Deregulation Bill

Written evidence submitted by R3 (DB 08)

Committee request: Cost of Joint Insolvency Examination Board exams

Thank you very much again for inviting R3 (the leading trade body for the UK’s insolvency profession) to give evidence to the Public Bill Committee on Clause 10 and Clause 12. During the evidence session the Minister (Mr Oliver Heald MP QC) asked a question regarding the typical training costs charged by the main education providers for each of the three Joint Insolvency Examination Board insolvency papers. As I was unable to provide these details during the Committee session, I am pleased to provide this information below.

Under the current licence Insolvency Practitioners (IPs) must sit three exams:

· Liquidations

· Administrations, Company Voluntary Arrangements (CVAs) and Receiverships

· Personal Insolvency

Most students study these exams through BPP, which until recently was the dominant training provider of JIEB courses. The costs for 2014 as set out by BPP are as follows:

· £2,892 plus VAT for each exam

· £8,676 plus VAT for all three exams

· Exam fee payable to the student’s professional body:

o £310 for one paper (2013)

o £620 for two or more papers (2013)

The total cost for all three exams and exam fees for two or more papers (plus VAT) is therefore approximately £9,296.  

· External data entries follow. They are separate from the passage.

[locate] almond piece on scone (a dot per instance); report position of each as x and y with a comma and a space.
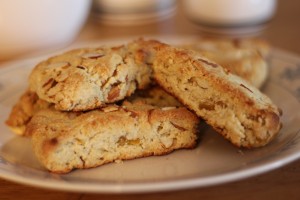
234, 108
63, 141
246, 58
87, 78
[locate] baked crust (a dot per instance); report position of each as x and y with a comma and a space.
87, 78
246, 58
63, 141
233, 107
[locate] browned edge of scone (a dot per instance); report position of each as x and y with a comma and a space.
63, 141
215, 95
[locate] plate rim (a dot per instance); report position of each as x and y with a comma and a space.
137, 187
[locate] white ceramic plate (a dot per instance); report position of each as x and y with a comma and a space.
214, 161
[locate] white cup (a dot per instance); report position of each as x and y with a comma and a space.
31, 25
229, 13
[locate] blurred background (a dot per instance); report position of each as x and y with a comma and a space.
34, 27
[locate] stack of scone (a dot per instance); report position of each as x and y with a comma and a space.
92, 106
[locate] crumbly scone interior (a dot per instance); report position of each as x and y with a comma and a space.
66, 140
85, 79
237, 110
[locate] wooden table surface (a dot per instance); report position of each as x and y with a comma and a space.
283, 183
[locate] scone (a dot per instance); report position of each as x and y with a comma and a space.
29, 103
246, 58
234, 108
63, 141
155, 96
87, 78
21, 113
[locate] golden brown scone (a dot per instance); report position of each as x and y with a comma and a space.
63, 141
87, 78
243, 57
234, 108
29, 103
155, 96
23, 110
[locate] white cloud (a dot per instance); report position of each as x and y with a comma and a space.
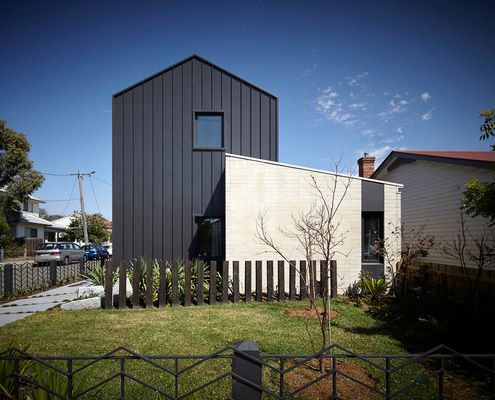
356, 81
425, 96
427, 116
359, 106
334, 109
380, 152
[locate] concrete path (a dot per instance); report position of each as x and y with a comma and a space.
19, 309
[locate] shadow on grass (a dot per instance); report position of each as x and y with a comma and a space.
420, 323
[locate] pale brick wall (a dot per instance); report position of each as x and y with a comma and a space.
281, 192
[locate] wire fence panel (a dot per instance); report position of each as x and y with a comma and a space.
27, 277
241, 372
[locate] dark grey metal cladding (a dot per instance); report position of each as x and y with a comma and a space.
372, 196
160, 180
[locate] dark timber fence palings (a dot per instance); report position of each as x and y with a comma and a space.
187, 283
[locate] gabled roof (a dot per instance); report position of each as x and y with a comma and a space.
201, 59
320, 171
480, 159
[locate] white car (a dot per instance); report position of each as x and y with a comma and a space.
109, 249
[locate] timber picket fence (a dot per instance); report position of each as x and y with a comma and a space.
197, 283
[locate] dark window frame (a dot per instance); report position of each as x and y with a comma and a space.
380, 214
197, 217
195, 131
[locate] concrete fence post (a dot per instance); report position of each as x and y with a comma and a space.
53, 272
246, 372
8, 280
82, 265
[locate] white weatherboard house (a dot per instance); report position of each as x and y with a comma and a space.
434, 182
31, 225
279, 191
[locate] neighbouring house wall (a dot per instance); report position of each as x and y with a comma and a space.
392, 222
160, 182
20, 230
281, 192
432, 196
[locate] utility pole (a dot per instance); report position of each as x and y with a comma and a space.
80, 176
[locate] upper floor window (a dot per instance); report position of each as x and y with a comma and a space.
208, 130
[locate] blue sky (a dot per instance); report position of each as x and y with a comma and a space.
350, 76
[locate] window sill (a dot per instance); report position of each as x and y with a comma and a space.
208, 148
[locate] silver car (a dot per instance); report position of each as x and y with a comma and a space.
62, 252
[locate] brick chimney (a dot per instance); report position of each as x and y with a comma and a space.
366, 165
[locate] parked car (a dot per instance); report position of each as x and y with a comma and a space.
62, 252
95, 251
109, 249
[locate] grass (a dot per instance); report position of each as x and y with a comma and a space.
194, 330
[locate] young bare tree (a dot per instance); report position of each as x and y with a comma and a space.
468, 248
319, 234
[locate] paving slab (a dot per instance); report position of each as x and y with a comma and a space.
19, 309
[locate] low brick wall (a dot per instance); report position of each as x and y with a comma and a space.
452, 278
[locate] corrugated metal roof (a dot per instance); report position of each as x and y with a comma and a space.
478, 159
486, 156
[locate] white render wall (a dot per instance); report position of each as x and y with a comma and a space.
432, 196
280, 192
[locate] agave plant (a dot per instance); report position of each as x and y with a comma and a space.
375, 287
155, 270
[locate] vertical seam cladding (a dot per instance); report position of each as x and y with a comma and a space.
152, 166
163, 170
173, 161
142, 173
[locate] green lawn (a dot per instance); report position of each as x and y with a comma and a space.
194, 330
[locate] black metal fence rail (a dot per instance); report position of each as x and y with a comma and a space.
241, 372
161, 283
25, 278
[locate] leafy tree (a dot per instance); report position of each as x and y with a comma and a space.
18, 179
479, 197
97, 229
488, 127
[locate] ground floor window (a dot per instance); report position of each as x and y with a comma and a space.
30, 232
209, 237
372, 225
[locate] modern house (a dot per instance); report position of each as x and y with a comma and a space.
195, 160
434, 182
170, 135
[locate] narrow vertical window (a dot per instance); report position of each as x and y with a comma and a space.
372, 232
208, 130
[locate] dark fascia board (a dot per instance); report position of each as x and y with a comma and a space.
394, 155
201, 59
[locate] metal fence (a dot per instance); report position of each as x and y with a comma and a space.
27, 277
196, 283
241, 372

Clause 10 proposes that an IP can train in either corporate or personal insolvency. We believe this will require sitting one paper, and so therefore the costs of that exam should be reduced. However, we are concerned that the government has not asked the training providers for evidence to that effect, or what the new papers should look like. They have however told us that the new personal paper will need to include elements of corporate insolvency and vice-versa, and given the extra regulatory costs of two new licences, any costs savings are therefore illusory.

Furthermore, as I informed the committee last week, more than 90% of smaller insolvency practices claim they will not train an IP in a partial licence because they believe IPs should be fully trained in both disciplines to understand the UK’s insolvency regime – which is currently the 7th most competitive in the world (according to the World Bank). We believe partial licences will undermine this rating.

Partial licences will inevitably harm and confuse businesses and individuals seeking financial advice; they will delay the time that it takes to provide businesses and individuals with an insolvency solution which gives them debt relief, and delay the time it takes for returns made to creditors.